Feature request: run bcbio on awsbatch

cariaso commented 4 years ago

bcbio currently supports several schedulers (lsf, sge, torque, slurm, pbspro) https://bcbio-nextgen.readthedocs.io/en/latest/contents/parallel.html

aws parallelcluster also supports several schedulers (sge, torque, slurm, awsbatch) https://docs.aws.amazon.com/parallelcluster/latest/ug/cluster-definition.html#scheduler

in both cases, it is possible to switch between the different schedulers via a trivial change to their respective settings.

However aws parallelcluster supports a scheduler named awsbatch, which is not supported by bcbio. This scheduler has compelling features (autoscaling) and has a command line interface which will be immediately familiar to anyone who's used other schedulers https://docs.aws.amazon.com/parallelcluster/latest/ug/awsbatchcli.html (awsbsub = sge's qstat / lfs's bsub, awsbstat, awsbkill, awsbqueues, awsbhosts)

example usage visible at https://docs.aws.amazon.com/parallelcluster/latest/ug/tutorials_03_batch_mpi.html

The existing bcbio scheduler support isn't actually in bcbio. It's in ipython/ipyparallel however the code to support each of the schedulers is ~100 lines each, https://github.com/ipython/ipyparallel/blob/f2c10970b782b60b2f2ec04e95ab88d204d6c6b9/ipyparallel/apps/launcher.py#L1352 and it seems likely that awsbatch would be extremely similar.

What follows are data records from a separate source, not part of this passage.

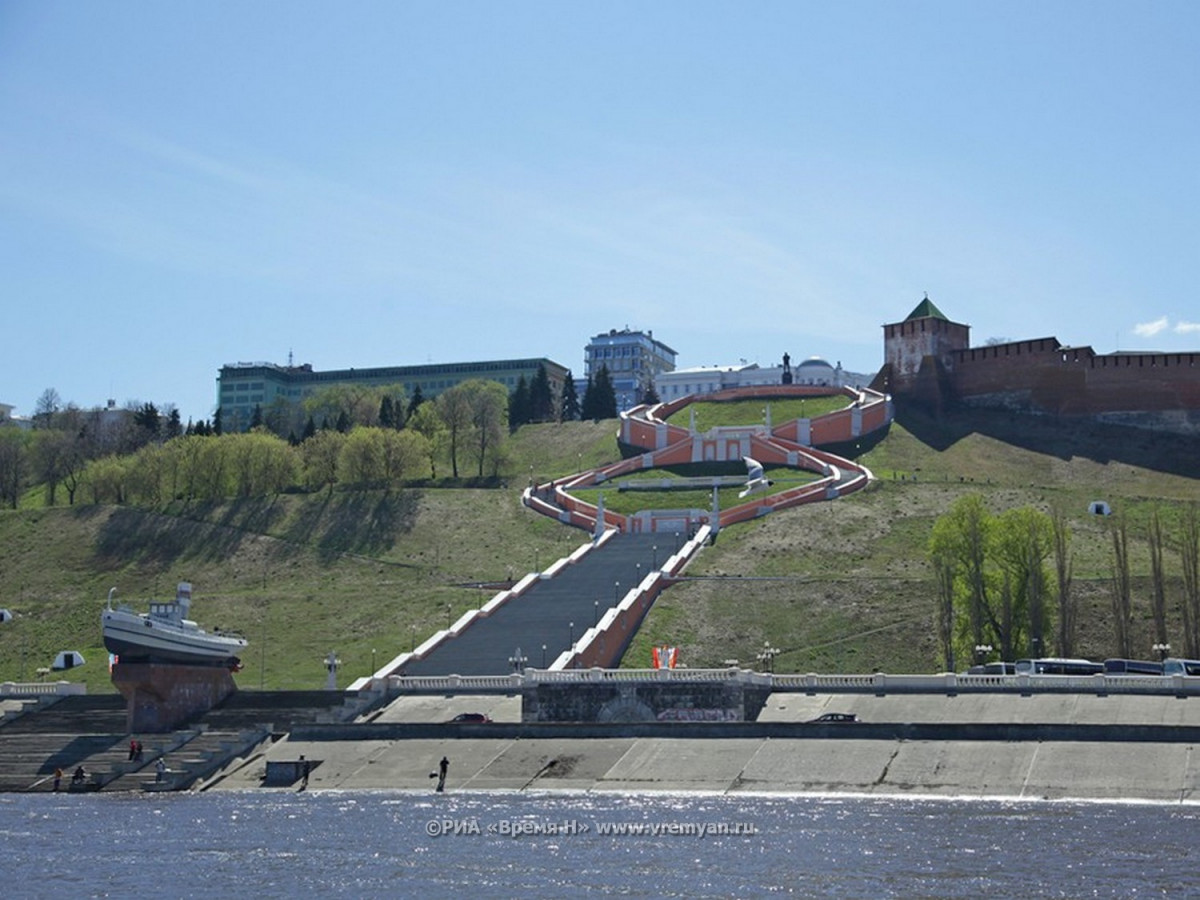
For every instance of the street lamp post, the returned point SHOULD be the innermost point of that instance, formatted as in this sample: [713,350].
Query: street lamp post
[767,655]
[517,661]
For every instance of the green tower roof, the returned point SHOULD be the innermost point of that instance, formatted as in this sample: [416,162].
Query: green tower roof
[927,310]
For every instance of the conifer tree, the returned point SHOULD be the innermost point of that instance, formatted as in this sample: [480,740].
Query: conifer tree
[569,401]
[606,396]
[519,405]
[415,401]
[541,401]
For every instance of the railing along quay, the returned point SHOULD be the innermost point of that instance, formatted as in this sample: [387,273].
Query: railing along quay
[879,683]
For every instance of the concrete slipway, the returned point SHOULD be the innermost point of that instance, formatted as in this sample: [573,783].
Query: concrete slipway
[1165,768]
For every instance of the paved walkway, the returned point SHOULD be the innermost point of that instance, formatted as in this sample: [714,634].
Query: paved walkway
[547,618]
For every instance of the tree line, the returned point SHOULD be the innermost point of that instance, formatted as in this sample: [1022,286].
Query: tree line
[1003,583]
[347,435]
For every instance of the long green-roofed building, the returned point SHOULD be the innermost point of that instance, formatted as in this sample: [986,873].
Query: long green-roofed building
[246,387]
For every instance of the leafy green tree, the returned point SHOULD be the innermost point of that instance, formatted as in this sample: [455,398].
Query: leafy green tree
[361,457]
[600,397]
[54,456]
[489,420]
[455,409]
[1023,540]
[959,541]
[427,423]
[406,454]
[319,456]
[106,479]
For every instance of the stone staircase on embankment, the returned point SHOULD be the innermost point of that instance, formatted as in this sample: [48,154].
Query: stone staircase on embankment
[89,731]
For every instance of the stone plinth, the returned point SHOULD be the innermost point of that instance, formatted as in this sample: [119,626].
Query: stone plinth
[642,701]
[160,696]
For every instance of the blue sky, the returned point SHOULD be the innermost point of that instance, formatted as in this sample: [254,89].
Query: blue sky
[370,184]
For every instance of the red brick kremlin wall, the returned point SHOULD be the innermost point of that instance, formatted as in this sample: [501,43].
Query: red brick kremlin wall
[1043,376]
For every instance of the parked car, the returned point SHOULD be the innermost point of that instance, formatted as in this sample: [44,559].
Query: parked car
[834,718]
[472,718]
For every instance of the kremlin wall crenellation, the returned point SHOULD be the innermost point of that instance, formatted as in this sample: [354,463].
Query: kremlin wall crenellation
[929,363]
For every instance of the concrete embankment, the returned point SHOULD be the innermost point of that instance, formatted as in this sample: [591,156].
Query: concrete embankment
[1042,747]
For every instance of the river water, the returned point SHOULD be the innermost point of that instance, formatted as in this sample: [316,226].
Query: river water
[531,845]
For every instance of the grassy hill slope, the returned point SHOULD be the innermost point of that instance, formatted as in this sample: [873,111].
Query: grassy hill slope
[837,587]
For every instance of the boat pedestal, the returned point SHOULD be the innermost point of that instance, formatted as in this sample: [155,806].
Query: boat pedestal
[160,697]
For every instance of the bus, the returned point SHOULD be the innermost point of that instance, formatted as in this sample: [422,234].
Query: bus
[1132,666]
[1059,666]
[1181,666]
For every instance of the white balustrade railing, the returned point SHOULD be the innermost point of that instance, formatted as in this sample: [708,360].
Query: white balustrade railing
[945,683]
[37,689]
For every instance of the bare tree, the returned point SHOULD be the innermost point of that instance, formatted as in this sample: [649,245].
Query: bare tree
[1189,553]
[1122,611]
[13,465]
[1158,579]
[1062,565]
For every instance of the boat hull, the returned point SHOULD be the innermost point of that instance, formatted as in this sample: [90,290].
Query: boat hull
[138,639]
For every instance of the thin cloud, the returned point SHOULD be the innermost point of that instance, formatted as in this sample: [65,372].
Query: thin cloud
[1149,329]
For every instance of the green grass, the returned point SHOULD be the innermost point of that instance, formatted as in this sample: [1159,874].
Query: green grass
[630,502]
[838,586]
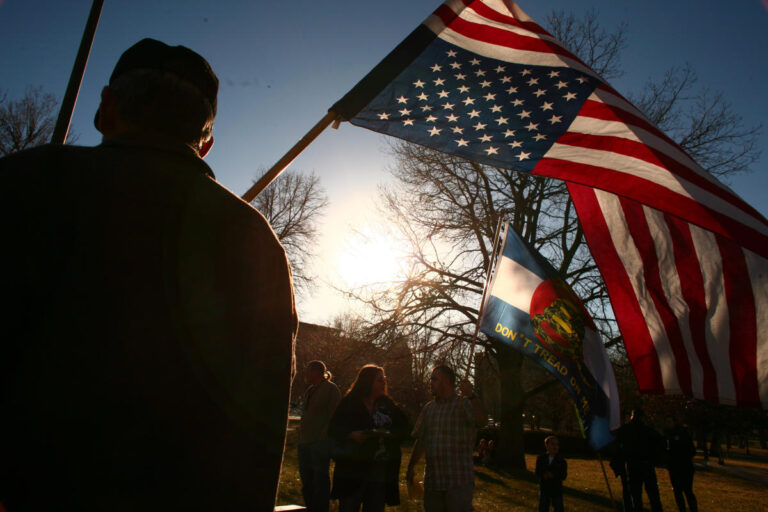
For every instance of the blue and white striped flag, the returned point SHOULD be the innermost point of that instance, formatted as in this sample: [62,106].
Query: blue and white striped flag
[534,311]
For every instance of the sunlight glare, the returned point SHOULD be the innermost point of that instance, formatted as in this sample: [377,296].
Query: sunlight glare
[369,257]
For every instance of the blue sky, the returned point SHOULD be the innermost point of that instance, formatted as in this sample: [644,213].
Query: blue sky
[282,64]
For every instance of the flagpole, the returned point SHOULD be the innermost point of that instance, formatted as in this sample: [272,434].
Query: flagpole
[599,457]
[292,153]
[76,78]
[485,291]
[605,475]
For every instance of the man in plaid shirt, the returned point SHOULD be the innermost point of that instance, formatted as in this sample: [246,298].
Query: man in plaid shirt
[445,431]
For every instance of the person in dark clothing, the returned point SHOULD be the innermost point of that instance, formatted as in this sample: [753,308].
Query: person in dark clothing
[640,445]
[552,469]
[314,448]
[680,452]
[367,429]
[147,311]
[619,467]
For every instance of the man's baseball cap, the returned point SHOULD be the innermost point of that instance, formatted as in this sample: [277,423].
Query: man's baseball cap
[176,60]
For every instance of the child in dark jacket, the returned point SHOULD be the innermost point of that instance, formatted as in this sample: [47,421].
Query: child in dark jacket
[551,469]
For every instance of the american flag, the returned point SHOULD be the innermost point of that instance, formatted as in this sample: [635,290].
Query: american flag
[481,80]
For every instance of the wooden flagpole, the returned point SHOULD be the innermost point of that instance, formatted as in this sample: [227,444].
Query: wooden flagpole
[485,291]
[292,153]
[76,78]
[599,457]
[605,475]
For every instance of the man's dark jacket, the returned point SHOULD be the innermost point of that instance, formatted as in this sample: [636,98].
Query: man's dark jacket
[147,334]
[559,469]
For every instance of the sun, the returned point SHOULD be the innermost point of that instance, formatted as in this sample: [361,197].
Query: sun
[369,256]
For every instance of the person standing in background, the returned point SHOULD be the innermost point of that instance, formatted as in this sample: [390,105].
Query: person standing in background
[552,469]
[319,402]
[680,453]
[445,431]
[367,429]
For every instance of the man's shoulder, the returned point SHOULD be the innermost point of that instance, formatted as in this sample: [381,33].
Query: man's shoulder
[330,387]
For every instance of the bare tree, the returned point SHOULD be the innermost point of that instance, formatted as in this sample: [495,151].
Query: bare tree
[585,37]
[446,210]
[293,204]
[702,122]
[26,122]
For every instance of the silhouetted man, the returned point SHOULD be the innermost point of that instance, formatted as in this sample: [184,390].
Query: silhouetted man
[314,450]
[148,325]
[552,469]
[639,446]
[680,453]
[445,431]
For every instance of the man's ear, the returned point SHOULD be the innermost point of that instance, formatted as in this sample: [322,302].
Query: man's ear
[205,147]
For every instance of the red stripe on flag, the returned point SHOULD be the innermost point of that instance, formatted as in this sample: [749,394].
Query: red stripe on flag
[654,195]
[494,15]
[507,39]
[742,322]
[653,156]
[445,14]
[637,338]
[606,112]
[644,241]
[694,296]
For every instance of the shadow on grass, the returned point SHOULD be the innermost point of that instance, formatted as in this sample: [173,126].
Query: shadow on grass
[497,476]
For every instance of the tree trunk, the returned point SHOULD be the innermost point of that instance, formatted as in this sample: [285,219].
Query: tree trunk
[510,452]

Related to https://github.com/bcbio/bcbio-nextgen/issues/3022 but a perhaps simpler way to get a good enough result without some of the CWL complexity.

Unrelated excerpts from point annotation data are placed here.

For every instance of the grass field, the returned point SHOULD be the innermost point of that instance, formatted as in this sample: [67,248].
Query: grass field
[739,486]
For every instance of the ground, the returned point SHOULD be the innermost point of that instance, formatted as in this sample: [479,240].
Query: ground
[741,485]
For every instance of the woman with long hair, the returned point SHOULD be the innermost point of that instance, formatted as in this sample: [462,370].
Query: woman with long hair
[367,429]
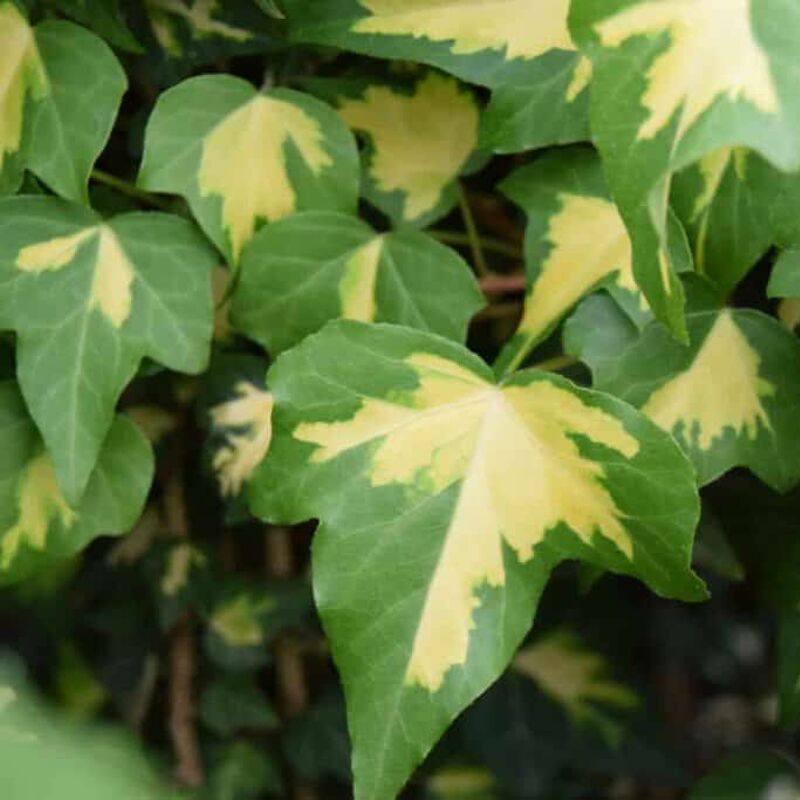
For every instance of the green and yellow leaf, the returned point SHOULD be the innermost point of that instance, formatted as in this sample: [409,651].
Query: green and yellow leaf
[577,678]
[490,42]
[38,526]
[242,158]
[445,500]
[651,116]
[575,241]
[419,143]
[310,268]
[731,398]
[88,299]
[60,89]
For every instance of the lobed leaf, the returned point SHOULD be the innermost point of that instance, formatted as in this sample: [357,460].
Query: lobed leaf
[445,500]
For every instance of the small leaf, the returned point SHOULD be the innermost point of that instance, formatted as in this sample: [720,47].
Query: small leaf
[60,89]
[313,267]
[731,398]
[38,527]
[490,43]
[575,240]
[420,141]
[89,299]
[651,115]
[242,157]
[445,500]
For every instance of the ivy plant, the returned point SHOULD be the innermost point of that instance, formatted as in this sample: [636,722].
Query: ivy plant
[372,326]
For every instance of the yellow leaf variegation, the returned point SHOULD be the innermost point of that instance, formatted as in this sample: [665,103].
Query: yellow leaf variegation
[730,398]
[419,143]
[674,82]
[468,492]
[242,158]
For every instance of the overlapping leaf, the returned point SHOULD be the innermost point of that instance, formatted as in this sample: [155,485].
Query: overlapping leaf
[38,526]
[676,80]
[242,157]
[419,143]
[490,43]
[310,268]
[731,398]
[89,299]
[723,201]
[60,88]
[575,240]
[444,501]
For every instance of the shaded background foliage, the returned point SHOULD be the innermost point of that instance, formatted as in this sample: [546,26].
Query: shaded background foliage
[202,610]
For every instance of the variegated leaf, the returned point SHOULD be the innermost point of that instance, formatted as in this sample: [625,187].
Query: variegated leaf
[242,157]
[445,500]
[38,526]
[88,299]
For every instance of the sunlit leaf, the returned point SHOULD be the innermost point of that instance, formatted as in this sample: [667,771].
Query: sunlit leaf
[666,92]
[242,157]
[445,500]
[60,88]
[89,298]
[310,268]
[38,527]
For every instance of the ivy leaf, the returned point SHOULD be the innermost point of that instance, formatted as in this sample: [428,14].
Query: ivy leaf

roryk commented 4 years ago

Thanks so much @cariaso, I didn't realize AWS batch worked like that. Do you have experience using AWS batch like this? What has to happen to setup the virtual cluster in the first place?

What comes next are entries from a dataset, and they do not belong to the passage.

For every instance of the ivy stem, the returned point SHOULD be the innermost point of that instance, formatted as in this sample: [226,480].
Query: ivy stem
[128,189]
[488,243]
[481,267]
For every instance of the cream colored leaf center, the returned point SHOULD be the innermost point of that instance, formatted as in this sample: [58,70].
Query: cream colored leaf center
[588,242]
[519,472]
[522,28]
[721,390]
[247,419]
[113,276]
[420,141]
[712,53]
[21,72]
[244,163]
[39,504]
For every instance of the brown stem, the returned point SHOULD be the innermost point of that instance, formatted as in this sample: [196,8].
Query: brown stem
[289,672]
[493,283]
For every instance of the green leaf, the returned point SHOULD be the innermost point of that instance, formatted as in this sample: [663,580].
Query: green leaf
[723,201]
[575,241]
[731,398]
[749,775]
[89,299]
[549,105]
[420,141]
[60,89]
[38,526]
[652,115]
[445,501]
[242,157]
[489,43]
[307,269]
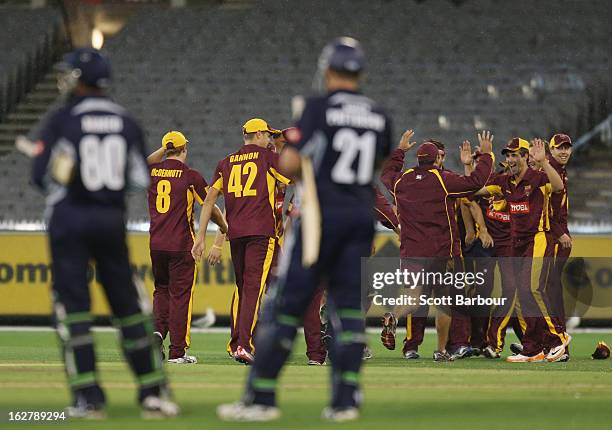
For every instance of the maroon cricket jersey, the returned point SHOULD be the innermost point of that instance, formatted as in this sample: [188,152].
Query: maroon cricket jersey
[559,203]
[528,201]
[248,179]
[173,189]
[425,199]
[384,211]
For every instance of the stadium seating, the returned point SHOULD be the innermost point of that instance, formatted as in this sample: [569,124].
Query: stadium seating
[443,70]
[23,32]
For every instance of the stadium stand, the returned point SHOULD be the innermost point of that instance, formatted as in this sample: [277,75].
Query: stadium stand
[443,70]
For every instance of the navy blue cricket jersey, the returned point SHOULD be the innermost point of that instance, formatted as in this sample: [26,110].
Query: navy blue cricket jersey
[347,136]
[108,149]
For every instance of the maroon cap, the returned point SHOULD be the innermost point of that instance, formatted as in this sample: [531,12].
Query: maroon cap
[427,152]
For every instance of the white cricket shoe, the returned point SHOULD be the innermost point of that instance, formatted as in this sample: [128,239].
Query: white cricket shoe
[337,415]
[240,411]
[557,353]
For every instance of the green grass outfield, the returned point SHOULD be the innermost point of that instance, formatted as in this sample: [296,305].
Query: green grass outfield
[469,394]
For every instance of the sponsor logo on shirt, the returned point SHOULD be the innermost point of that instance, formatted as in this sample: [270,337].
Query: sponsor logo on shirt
[519,208]
[498,216]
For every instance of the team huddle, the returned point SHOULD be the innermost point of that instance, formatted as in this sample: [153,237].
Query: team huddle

bcbio is using https://github.com/roryk/ipython-cluster-helper to do bcbio-specific configuration of the ipyparallel launchers, so we could easily add aws batch support there.

cariaso commented 4 years ago

I didn't realize AWS batch worked like that.

I think there is some naming confusion that makes this non-obvious. https://aws.amazon.com/batch/ is a service like ec2, s3 etc.

https://pypi.org/project/aws-parallelcluster/ is software, with some lineage to CfnCluster and possibly http://star.mit.edu/cluster/ before that. Part of this software introduces a scheduler semi-confusingly named awsbatch, which allows use of the AWS Service named Batch, through a more familiar interface. https://docs.aws.amazon.com/parallelcluster/latest/ug/awsbatchcli.html

Do you have experience using AWS batch like this?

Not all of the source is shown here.